In Bukidnon, Duterte pointed out that helping the hungry farmers “is part of the city government of Davao’s social commitment.”
“I was willing to go there, not for anything else, but to ask if I can help on the humanitarian side of the problem — that is to give the farmers food assistance,” he said.
The presidential candidate from Mindanao also urged the leaders of the farmers and North Cotabato Governor Emmylou Mendoza to dialogue, saying it is the best way to solve the problem.
“I am calling for sobriety. We need to keep calm,” he said. “The leaders of the farmers and Governor Mendoza should talk about this.”
On Friday, violence erupted when police used force to break the barricade set up by around 5,000 farmers along the highway in Kidapawan City.
The farmers, reeling from the severe impact of the long drought that has hit the province, demanded the release of 15,000 sacks of rice and other forms of aid.
Leoncio Evasco, Duterte’s national campaign manager, blamed the Aquino administration for the carnage.
“All these barbaric attacks and needless sacrifices would not have happened if the government and the people running it had responded to the clamor for change when 30 years ago the Filipino people put an end to a dictatorship,” he said.

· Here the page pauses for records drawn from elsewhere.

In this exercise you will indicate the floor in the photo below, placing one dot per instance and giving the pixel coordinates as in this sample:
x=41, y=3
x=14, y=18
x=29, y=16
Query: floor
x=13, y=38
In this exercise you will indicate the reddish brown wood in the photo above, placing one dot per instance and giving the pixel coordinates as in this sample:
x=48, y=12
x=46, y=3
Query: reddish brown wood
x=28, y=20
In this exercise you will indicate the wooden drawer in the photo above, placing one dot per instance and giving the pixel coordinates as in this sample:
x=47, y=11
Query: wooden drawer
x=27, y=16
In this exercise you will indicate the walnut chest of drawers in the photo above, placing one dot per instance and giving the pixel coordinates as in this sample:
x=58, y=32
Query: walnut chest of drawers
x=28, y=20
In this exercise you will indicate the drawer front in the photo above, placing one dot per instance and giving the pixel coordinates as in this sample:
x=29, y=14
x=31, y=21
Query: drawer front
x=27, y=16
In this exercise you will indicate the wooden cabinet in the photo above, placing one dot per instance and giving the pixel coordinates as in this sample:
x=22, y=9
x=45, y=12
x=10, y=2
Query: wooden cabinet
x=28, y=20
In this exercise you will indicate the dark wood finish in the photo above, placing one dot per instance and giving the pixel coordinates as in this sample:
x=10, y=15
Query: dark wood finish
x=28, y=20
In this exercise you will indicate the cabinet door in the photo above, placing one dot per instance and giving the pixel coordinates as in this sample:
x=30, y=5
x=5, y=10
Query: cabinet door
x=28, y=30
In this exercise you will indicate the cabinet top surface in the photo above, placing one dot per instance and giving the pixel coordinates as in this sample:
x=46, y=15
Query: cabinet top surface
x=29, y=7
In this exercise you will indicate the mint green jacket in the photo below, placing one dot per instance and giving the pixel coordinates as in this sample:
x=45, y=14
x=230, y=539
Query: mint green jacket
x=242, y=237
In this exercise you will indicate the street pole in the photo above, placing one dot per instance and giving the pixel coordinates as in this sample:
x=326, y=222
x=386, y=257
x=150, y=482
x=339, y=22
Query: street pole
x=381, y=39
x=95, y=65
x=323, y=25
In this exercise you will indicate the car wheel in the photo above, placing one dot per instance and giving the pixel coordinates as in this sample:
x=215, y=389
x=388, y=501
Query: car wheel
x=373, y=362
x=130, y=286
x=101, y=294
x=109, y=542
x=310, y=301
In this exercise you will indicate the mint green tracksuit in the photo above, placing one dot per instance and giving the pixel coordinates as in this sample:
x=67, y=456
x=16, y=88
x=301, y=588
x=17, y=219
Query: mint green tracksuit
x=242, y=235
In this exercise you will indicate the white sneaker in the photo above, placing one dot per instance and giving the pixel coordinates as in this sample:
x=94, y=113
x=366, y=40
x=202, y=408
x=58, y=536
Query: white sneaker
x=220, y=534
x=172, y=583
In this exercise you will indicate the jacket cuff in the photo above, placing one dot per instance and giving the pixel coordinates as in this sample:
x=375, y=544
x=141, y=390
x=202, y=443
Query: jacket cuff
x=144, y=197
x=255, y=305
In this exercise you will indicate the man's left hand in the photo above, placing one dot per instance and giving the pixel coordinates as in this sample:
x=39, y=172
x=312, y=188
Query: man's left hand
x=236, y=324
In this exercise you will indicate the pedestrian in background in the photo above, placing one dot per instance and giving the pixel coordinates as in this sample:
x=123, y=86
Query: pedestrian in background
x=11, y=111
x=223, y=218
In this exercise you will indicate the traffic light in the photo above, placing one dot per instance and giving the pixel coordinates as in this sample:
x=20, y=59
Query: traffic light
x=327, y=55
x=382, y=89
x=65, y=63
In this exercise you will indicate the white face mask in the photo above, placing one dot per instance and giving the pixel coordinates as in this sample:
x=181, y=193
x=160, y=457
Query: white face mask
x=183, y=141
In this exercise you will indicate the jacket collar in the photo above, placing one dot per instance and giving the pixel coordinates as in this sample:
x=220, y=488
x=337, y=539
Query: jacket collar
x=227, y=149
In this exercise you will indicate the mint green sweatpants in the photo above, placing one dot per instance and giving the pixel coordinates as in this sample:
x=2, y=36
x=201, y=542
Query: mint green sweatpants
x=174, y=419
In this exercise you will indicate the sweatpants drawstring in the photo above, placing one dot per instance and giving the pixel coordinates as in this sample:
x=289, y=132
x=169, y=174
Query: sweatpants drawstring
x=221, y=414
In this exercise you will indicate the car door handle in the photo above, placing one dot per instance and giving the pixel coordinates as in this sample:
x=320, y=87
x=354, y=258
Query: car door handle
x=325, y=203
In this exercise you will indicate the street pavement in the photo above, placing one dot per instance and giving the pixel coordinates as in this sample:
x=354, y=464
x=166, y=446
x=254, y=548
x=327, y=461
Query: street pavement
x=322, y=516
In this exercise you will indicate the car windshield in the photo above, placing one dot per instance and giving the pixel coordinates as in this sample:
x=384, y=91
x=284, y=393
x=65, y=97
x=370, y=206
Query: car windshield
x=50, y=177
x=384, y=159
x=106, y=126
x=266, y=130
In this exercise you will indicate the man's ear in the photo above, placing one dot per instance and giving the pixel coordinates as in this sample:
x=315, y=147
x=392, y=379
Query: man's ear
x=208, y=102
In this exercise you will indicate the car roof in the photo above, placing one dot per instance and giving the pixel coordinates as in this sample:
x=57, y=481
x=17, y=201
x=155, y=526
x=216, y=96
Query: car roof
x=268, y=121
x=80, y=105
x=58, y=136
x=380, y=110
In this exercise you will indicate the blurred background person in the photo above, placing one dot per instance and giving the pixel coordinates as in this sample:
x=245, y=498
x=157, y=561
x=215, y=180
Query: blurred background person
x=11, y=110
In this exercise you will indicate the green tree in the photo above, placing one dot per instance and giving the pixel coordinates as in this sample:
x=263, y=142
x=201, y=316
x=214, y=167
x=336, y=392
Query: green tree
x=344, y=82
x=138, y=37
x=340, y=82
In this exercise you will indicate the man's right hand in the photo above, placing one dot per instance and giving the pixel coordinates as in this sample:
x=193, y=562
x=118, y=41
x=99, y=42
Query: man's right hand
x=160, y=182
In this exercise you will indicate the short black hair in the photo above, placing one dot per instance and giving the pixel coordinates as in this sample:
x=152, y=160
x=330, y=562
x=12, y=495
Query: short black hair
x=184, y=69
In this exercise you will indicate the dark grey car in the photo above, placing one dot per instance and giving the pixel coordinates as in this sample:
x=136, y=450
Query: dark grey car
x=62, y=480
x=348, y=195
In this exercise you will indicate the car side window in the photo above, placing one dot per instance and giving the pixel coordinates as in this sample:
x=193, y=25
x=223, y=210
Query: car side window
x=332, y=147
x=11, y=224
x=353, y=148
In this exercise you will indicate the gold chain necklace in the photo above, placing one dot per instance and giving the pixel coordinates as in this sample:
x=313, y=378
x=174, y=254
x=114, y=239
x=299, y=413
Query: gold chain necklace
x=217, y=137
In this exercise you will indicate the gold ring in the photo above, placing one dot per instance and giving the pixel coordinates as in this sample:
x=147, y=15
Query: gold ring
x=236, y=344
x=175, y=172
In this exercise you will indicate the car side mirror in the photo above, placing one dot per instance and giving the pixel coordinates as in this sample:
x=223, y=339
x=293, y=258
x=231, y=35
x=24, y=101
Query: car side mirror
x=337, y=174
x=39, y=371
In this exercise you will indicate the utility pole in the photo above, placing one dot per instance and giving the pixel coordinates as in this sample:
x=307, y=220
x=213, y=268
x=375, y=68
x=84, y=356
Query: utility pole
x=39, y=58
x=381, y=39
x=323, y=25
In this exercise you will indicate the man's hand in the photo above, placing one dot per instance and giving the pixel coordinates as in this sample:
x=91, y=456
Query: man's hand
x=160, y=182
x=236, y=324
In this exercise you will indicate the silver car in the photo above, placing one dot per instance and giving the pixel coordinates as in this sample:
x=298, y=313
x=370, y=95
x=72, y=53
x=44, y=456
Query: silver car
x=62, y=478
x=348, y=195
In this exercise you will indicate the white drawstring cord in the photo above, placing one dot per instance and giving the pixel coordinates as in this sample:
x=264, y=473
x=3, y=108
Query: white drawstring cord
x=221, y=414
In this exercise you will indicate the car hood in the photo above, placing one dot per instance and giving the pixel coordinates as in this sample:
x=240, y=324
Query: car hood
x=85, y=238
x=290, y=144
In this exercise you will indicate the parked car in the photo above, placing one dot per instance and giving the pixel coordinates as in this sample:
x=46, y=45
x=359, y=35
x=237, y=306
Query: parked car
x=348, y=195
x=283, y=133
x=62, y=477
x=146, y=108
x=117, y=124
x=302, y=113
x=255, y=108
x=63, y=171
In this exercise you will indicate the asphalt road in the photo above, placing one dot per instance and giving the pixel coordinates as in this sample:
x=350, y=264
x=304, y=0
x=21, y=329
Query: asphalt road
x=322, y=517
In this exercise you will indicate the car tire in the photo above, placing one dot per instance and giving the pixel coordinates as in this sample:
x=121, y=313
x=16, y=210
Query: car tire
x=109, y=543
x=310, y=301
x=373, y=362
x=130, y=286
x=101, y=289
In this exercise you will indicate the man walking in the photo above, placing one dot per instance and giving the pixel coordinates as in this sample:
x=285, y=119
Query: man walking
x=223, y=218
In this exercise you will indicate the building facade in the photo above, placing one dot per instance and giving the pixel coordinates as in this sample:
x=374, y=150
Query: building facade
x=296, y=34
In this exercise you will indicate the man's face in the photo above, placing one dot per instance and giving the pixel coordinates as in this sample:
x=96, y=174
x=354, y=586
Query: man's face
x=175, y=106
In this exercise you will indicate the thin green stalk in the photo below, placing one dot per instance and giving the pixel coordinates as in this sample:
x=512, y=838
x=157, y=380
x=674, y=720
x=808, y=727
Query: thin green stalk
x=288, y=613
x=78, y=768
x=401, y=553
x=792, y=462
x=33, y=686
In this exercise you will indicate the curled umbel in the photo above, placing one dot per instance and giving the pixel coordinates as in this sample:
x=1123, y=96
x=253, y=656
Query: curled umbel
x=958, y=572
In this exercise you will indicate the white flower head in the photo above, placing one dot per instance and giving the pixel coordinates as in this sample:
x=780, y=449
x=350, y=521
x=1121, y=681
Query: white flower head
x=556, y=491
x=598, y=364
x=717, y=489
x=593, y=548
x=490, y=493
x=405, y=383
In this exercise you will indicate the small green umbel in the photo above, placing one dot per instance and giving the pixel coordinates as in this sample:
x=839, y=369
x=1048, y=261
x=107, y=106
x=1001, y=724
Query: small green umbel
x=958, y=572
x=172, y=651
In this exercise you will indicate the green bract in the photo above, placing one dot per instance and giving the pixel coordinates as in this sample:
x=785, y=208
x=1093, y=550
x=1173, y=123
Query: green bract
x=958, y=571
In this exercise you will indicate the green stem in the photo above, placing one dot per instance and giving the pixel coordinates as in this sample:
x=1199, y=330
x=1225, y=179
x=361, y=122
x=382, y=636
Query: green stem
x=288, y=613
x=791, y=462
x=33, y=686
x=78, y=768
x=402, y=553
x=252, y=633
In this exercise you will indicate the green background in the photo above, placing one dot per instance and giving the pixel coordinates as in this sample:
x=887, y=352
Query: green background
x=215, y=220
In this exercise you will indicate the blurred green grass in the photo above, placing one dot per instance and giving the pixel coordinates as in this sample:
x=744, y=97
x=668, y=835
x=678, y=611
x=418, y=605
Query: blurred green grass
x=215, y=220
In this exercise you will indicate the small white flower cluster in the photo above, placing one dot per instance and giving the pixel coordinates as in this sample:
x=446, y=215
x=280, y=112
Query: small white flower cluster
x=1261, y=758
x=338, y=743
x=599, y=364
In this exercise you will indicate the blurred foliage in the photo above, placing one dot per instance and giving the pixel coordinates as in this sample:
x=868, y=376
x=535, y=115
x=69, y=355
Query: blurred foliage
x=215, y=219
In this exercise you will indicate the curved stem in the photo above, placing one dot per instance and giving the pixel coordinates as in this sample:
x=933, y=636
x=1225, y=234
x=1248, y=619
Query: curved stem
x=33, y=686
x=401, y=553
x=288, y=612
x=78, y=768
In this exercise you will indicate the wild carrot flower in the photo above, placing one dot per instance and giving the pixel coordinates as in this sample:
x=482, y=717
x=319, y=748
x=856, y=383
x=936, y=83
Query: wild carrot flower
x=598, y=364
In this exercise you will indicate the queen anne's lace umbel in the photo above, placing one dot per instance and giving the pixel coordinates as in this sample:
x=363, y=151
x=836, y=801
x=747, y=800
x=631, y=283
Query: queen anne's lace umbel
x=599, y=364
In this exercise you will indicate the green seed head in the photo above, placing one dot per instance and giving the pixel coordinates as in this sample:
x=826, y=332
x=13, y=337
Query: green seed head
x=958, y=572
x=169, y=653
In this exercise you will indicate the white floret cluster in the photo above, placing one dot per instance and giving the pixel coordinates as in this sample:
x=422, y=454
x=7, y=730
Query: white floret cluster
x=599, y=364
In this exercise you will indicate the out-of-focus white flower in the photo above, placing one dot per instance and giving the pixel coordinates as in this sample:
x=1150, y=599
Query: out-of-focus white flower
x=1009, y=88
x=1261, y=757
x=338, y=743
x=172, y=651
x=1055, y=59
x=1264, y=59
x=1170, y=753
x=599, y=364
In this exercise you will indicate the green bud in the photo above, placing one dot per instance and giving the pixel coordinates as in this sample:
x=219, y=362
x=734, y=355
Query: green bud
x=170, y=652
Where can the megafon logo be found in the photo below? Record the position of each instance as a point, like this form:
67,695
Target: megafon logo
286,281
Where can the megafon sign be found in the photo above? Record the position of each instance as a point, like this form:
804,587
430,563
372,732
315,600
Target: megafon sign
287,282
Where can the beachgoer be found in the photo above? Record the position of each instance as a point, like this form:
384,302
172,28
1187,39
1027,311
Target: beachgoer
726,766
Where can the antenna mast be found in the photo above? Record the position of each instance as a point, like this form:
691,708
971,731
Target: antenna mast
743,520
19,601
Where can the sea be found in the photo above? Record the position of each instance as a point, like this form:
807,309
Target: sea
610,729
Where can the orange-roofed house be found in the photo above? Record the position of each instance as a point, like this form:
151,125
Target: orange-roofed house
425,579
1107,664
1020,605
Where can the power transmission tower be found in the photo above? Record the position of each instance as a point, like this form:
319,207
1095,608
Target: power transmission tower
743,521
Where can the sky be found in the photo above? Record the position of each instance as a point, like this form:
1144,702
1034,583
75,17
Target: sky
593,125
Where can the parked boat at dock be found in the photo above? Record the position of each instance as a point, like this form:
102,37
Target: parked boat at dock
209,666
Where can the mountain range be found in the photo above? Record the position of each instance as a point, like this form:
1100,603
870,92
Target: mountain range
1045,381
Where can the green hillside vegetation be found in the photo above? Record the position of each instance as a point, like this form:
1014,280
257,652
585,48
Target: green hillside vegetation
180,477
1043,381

President Benigno Aquino III, Evasco pointed out, cannot escape blame and responsibility for the bloody assault against the hungry farmers who were demanding food after a prolonged dry spell.
“A hungry people demanding food do not deserve to be shot,” he said. “An unarmed, defenseless throng of people asking for food poses no danger. In fact they are in danger. Why, oh why should government resort to this state violence?” he said.